While Arizona educators and policymakers have accomplished a great deal, they must address a number of outstanding policy issues. The school funding system has seen no significant revisions since 1980, and delivers widely varying levels of funding to schools. To illustrate, the second-highest-funded district receives almost six times as much funding per pupil as the lowest-funded district. To ensure equity for all students, it is time to equalize funding across systems.

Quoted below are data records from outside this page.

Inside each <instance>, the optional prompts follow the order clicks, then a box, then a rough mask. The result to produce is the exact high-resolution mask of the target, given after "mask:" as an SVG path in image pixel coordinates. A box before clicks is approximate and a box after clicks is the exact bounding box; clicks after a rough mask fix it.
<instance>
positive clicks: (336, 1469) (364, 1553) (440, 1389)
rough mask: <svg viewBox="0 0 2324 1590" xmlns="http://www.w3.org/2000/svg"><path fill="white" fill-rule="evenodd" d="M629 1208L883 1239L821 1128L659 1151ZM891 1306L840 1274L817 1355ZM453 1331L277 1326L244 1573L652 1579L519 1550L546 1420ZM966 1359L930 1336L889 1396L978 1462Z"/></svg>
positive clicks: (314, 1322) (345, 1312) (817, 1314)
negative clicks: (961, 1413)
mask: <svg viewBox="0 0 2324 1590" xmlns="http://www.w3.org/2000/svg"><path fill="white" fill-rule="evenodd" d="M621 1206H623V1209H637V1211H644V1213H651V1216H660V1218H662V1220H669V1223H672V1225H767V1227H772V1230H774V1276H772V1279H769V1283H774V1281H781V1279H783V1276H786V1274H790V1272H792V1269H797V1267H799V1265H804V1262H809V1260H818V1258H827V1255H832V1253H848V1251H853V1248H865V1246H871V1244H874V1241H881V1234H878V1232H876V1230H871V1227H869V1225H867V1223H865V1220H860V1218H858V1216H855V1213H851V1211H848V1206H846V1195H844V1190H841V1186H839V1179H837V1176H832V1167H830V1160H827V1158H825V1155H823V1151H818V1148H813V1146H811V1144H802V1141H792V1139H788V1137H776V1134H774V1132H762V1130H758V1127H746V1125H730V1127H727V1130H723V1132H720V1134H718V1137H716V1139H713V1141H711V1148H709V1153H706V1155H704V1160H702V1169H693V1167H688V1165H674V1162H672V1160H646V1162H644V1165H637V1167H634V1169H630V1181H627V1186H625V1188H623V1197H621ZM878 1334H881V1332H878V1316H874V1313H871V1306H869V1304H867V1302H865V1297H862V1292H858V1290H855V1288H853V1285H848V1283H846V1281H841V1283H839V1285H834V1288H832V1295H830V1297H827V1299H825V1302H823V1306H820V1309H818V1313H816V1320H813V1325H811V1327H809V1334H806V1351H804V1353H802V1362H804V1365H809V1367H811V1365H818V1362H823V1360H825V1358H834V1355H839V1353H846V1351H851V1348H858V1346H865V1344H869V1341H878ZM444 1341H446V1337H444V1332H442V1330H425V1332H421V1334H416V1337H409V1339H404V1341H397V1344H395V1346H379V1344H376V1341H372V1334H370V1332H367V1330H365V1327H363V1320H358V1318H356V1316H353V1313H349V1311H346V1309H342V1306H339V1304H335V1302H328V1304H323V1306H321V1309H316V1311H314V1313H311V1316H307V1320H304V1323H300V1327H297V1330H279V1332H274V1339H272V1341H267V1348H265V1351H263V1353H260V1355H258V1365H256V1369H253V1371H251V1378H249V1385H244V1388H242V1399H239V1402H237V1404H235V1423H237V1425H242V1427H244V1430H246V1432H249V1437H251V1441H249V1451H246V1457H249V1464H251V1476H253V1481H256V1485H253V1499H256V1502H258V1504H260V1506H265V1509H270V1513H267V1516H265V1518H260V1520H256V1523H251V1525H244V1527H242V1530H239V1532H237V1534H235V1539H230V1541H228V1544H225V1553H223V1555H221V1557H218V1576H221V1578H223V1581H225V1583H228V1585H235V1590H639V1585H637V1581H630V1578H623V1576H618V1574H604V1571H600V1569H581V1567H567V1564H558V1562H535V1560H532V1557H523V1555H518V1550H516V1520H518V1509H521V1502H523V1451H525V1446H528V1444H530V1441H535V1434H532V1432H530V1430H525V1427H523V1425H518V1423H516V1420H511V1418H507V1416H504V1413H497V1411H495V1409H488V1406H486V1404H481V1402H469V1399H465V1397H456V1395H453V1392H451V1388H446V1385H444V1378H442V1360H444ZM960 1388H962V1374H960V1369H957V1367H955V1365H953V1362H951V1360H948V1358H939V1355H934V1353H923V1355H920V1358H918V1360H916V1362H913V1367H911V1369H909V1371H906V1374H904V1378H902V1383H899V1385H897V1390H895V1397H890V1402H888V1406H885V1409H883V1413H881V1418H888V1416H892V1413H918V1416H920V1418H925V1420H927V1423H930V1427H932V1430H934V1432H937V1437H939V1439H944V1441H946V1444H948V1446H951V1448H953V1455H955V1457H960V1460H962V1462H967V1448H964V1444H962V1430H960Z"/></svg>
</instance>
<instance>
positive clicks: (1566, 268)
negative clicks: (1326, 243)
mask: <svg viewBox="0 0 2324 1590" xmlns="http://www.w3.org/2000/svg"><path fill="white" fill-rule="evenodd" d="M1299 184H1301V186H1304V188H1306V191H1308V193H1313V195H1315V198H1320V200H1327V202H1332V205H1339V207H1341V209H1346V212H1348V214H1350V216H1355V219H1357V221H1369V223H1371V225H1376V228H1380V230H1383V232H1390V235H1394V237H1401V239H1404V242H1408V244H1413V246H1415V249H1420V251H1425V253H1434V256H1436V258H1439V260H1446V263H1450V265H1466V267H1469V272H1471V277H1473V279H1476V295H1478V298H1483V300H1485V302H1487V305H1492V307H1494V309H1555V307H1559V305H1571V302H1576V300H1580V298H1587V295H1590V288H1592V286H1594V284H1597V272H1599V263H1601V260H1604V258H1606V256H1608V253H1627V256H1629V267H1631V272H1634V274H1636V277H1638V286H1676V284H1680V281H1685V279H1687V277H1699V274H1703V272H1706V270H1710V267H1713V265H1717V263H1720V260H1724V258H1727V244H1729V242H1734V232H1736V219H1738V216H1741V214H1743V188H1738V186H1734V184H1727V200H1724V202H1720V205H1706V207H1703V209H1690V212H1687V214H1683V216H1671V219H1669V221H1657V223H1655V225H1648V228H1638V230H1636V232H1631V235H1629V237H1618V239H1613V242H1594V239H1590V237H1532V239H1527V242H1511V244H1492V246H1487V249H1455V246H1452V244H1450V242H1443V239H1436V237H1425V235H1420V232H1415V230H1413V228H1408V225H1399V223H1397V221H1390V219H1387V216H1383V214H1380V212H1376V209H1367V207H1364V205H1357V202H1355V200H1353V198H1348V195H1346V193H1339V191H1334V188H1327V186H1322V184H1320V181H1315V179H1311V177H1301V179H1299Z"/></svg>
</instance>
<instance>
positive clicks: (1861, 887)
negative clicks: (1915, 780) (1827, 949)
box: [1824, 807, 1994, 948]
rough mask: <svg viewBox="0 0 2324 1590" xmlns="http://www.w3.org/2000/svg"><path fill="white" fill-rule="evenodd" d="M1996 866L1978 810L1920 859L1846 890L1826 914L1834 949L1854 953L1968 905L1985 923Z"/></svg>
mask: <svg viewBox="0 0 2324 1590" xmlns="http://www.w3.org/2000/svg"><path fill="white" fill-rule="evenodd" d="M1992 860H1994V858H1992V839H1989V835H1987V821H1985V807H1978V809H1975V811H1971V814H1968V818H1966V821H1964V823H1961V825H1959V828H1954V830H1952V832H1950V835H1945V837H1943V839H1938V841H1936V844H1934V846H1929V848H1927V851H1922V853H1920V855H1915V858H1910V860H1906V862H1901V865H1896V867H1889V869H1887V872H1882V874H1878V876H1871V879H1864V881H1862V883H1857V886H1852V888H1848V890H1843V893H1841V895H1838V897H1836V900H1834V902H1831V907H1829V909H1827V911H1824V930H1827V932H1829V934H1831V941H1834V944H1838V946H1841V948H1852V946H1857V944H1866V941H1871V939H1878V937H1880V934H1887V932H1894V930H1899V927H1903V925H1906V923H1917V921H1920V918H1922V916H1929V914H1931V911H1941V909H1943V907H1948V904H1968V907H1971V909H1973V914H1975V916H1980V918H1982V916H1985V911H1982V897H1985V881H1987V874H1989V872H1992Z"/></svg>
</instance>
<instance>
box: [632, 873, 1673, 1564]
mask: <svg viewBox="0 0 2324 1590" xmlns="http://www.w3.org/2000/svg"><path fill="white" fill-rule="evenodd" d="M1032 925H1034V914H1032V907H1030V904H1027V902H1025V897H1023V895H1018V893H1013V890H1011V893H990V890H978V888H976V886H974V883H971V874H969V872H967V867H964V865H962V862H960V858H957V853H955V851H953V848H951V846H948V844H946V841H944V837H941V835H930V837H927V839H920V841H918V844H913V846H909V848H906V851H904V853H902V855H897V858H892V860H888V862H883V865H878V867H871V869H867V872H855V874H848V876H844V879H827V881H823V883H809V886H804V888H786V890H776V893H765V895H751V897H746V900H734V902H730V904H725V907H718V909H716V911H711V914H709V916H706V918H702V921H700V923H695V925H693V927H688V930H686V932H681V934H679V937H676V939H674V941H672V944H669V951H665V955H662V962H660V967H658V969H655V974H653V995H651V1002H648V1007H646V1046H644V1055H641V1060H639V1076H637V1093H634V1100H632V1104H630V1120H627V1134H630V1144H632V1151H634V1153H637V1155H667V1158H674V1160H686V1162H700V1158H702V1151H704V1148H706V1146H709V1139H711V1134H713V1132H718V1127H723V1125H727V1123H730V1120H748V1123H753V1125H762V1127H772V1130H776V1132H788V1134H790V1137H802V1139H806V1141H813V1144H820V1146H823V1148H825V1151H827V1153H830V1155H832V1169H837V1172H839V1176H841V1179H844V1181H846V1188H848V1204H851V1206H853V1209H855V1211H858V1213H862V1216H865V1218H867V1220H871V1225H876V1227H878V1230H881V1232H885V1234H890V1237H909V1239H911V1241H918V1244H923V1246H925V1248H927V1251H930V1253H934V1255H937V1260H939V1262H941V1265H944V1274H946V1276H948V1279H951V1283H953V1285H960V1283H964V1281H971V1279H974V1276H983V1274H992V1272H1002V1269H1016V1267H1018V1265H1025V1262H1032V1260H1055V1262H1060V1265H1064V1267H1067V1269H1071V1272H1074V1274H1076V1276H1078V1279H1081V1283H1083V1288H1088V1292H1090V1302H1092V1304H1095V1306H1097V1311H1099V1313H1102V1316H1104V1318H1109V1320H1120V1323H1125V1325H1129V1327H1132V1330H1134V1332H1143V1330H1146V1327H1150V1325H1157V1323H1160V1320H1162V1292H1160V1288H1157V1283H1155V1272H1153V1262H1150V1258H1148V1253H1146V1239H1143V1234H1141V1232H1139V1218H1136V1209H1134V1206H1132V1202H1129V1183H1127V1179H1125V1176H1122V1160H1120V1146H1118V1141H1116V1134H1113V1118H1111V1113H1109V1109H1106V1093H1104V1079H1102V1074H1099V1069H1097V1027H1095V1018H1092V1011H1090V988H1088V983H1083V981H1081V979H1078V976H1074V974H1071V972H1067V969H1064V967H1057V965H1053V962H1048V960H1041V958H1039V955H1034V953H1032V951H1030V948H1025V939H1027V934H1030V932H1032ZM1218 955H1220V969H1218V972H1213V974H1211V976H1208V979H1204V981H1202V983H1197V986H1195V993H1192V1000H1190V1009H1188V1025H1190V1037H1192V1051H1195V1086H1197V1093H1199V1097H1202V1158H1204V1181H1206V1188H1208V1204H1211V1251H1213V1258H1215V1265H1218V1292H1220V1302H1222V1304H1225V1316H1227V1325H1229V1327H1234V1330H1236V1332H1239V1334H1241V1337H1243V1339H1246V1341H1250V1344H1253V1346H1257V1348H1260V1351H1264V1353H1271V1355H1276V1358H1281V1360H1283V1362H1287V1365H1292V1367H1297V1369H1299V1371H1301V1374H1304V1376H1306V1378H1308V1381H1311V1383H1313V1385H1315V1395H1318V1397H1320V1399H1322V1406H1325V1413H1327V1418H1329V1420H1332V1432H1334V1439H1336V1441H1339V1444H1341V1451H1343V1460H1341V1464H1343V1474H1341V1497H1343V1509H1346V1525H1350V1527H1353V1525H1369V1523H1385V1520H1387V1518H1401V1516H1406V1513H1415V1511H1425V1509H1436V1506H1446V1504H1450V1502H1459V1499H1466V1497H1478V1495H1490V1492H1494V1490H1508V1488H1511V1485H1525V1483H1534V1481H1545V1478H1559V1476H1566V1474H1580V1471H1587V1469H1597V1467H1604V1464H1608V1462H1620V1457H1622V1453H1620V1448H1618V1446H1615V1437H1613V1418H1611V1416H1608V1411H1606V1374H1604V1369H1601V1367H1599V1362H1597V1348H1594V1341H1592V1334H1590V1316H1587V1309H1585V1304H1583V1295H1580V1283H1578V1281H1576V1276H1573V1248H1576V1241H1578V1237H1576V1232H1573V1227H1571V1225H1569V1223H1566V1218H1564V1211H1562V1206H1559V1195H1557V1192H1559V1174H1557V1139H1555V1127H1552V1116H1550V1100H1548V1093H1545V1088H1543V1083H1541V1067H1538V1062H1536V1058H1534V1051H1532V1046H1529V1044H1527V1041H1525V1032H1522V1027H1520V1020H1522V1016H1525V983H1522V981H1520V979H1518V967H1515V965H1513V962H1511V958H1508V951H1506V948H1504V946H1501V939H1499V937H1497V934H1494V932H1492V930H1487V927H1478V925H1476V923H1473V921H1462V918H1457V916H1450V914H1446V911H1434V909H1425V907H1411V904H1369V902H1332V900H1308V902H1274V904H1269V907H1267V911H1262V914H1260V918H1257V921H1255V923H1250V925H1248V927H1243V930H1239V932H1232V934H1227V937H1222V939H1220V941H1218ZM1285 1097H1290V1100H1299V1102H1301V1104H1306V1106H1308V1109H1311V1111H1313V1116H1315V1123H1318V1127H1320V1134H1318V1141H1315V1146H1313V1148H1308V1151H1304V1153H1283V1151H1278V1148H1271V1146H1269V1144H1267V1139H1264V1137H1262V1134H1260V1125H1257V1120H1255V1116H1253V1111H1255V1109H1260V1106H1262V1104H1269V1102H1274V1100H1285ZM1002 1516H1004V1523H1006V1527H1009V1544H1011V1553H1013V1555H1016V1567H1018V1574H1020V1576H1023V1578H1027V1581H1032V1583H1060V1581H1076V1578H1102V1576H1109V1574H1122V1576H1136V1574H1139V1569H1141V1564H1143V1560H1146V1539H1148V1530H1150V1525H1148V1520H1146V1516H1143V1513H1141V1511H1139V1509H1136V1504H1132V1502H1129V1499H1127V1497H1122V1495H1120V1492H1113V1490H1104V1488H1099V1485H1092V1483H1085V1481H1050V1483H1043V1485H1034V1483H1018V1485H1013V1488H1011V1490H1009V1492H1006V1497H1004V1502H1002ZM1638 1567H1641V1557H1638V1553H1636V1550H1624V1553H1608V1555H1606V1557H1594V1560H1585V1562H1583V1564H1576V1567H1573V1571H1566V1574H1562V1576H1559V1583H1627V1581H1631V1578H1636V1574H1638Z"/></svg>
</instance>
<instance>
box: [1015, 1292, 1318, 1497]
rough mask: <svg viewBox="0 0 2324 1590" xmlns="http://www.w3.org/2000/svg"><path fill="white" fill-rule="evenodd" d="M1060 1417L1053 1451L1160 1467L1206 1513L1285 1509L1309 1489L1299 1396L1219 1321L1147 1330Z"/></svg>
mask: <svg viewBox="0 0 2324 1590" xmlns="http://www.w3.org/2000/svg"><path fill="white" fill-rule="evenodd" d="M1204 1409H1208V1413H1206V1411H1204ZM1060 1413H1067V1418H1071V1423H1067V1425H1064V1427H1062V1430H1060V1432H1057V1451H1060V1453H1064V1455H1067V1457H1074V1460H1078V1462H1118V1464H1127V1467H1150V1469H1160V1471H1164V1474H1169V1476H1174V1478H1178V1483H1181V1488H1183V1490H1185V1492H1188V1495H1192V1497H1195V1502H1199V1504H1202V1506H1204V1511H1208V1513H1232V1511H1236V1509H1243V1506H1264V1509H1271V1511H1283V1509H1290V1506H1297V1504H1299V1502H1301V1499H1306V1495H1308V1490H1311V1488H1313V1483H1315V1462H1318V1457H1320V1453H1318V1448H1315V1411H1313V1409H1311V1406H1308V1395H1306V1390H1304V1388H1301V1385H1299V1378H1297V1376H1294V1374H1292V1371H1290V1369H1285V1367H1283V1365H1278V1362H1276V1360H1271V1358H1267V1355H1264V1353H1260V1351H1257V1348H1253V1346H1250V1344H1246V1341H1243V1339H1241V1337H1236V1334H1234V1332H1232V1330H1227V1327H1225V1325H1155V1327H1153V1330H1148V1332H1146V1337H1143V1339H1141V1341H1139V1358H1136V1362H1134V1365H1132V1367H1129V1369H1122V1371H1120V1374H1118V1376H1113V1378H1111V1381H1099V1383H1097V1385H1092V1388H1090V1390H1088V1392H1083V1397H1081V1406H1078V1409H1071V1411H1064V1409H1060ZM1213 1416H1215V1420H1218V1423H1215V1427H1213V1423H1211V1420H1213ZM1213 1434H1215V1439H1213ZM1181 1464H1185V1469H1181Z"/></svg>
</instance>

Additionally, Arizona’s school bus system mostly still rumbles within the attendance boundaries that families increasingly cross. Every year the number of Arizona public school students grows, the number of students riding yellow buses shrinks and the system costs increase. Governor Doug Ducey and the Legislature have begun a process of student transport modernization, but these innovative measures must continue.

Arizona families have been voting with their feet through district open enrollment and charter schools for 28 years. Lawmakers should accelerate the rate of progress by reducing regulatory red-tape – secure in the knowledge that Arizona families hold schools directly accountable for serving the needs of their children.

The pandemic exacted a terrible cost on both students and educators in communities across the state. But we have a record of success on which to build, with growing options and opportunities for families. The foundational values of diversity, variety and pluralism that led Arizona students to lead the nation in academic growth pre-COVID will lead us back post-pandemic.

Dr. Matthew Ladner is director of the Arizona Center for Student Opportunity.